Rao sought a discussion on this issue in the next meeting of the Committee of Privileges in Rajya Sabha, of which he is a member, on January 3.
Prasad, meanwhile, said the law is “binding on the entire country” and is “perfectly legal and constitutional”. “The CAA is not related to any Indian Muslim, much less to any Indian citizen. It is only related to six persecuted communities in Pakistan, Afghanistan and Bangladesh, who are being singled out due to their faith,’’ he said.
In the Kerala Assembly earlier, while presenting the resolution, Vijayan said any law that is being framed without considering the secularism of the country, and its religious and linguistic diversities, would have “far-reaching consequences”.
He said the country’s secular nature would be lost “if certain religious segments are curbed or certain other sections are given better considerations for citizenship”.
“If unity in diversity, a value which we have upheld, is lost, such a situation would lead to the collapse of the country… We should not forget that the values being put forward by the Constitution are essential for the existence of the country,’’ he said.
“We should realise that matters, including the Citizenship Amendment Act, are part of a larger agenda in the country. It is clear when we examine the (legislations) this government has implemented… the moves against the Muslim community… a law was brought that made triple talaq a criminal offence… when 13 Indian states have special laws, Article 370, which gave special status to Jammu and Kashmir, was lifted. Such an approach was adopted for a Muslim-majority state,’’ he said.

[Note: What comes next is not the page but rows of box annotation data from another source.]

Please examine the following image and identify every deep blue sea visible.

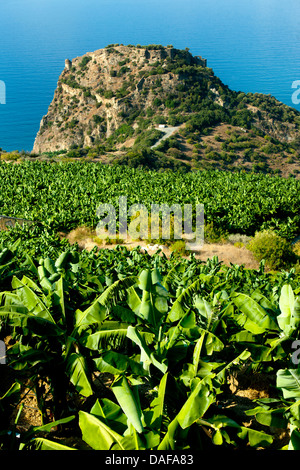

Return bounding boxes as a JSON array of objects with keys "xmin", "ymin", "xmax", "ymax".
[{"xmin": 0, "ymin": 0, "xmax": 300, "ymax": 151}]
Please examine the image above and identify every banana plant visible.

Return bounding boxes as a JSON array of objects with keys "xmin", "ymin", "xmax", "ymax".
[
  {"xmin": 230, "ymin": 284, "xmax": 300, "ymax": 362},
  {"xmin": 0, "ymin": 256, "xmax": 135, "ymax": 418}
]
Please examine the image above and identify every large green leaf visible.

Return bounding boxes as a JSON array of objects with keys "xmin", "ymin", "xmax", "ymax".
[
  {"xmin": 79, "ymin": 410, "xmax": 124, "ymax": 450},
  {"xmin": 127, "ymin": 326, "xmax": 168, "ymax": 374},
  {"xmin": 112, "ymin": 376, "xmax": 144, "ymax": 433},
  {"xmin": 276, "ymin": 369, "xmax": 300, "ymax": 399},
  {"xmin": 277, "ymin": 284, "xmax": 300, "ymax": 336},
  {"xmin": 232, "ymin": 293, "xmax": 278, "ymax": 334},
  {"xmin": 80, "ymin": 320, "xmax": 128, "ymax": 351},
  {"xmin": 176, "ymin": 380, "xmax": 215, "ymax": 429},
  {"xmin": 66, "ymin": 353, "xmax": 93, "ymax": 397}
]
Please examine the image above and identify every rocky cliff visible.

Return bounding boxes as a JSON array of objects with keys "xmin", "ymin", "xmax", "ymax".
[
  {"xmin": 33, "ymin": 44, "xmax": 300, "ymax": 167},
  {"xmin": 33, "ymin": 45, "xmax": 206, "ymax": 153}
]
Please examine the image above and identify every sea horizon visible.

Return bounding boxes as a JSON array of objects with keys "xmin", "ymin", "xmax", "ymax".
[{"xmin": 0, "ymin": 0, "xmax": 300, "ymax": 152}]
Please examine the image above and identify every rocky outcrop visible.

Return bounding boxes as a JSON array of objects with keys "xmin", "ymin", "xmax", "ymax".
[{"xmin": 33, "ymin": 45, "xmax": 206, "ymax": 153}]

“When protests have been going on against the CAA, the same government gave Inner Line Permit powers to Tripura, Arunachal Pradesh and Manipur. People from other states have to get special permission if they have to go to these states. In short, this government has been pursuing a method, which gave powers to states with religious discrimination as a basis. Such policies have been evolved as part of an agenda. The BJP is not an ordinary political party. It is being led by the RSS,’’ Vijayan said.
“The agenda of the Sangh Parivar is to declare most citizens in the country as second-rate citizens. It is that agenda that has come to the fore in the citizenship issue. If that is not opposed, such agendas will emerge one after another in our society,’’ he said.
The Chief Minister said that in the past, when the issue of citizenship came up, there were no protests as the amendments were not part of any agenda. “The Citizenship Act came into being in 1955 after imbibing the themes put forward by the Constitution. There had been amendments to the Act later. But such amendments did not lean toward religious discrimination or infringe upon fundamental rights,’’ he said.
The Chief Minister reiterated that the people of Kerala “need not worry” about the Act, and that there was no plan to start detention centres in the state for lodging those stripped of citizenship.
In his address, Opposition leader Chennithala referred to the National Population Register (NPR). “The questionnaire in the national population registry is frightening. This is a way to the National Register of Citizens. It should be opposed strongly. Without the support of the state government, the Centre cannot go ahead with the census procedure. Hence, the state should withdraw from the Census,” he said.
BJP MLA Rajagopal said: “The resolution was moved in the Assembly with a narrow political interest. The Assembly has no power to challenge or oppose a legislation passed by the both Houses of the Parliament.”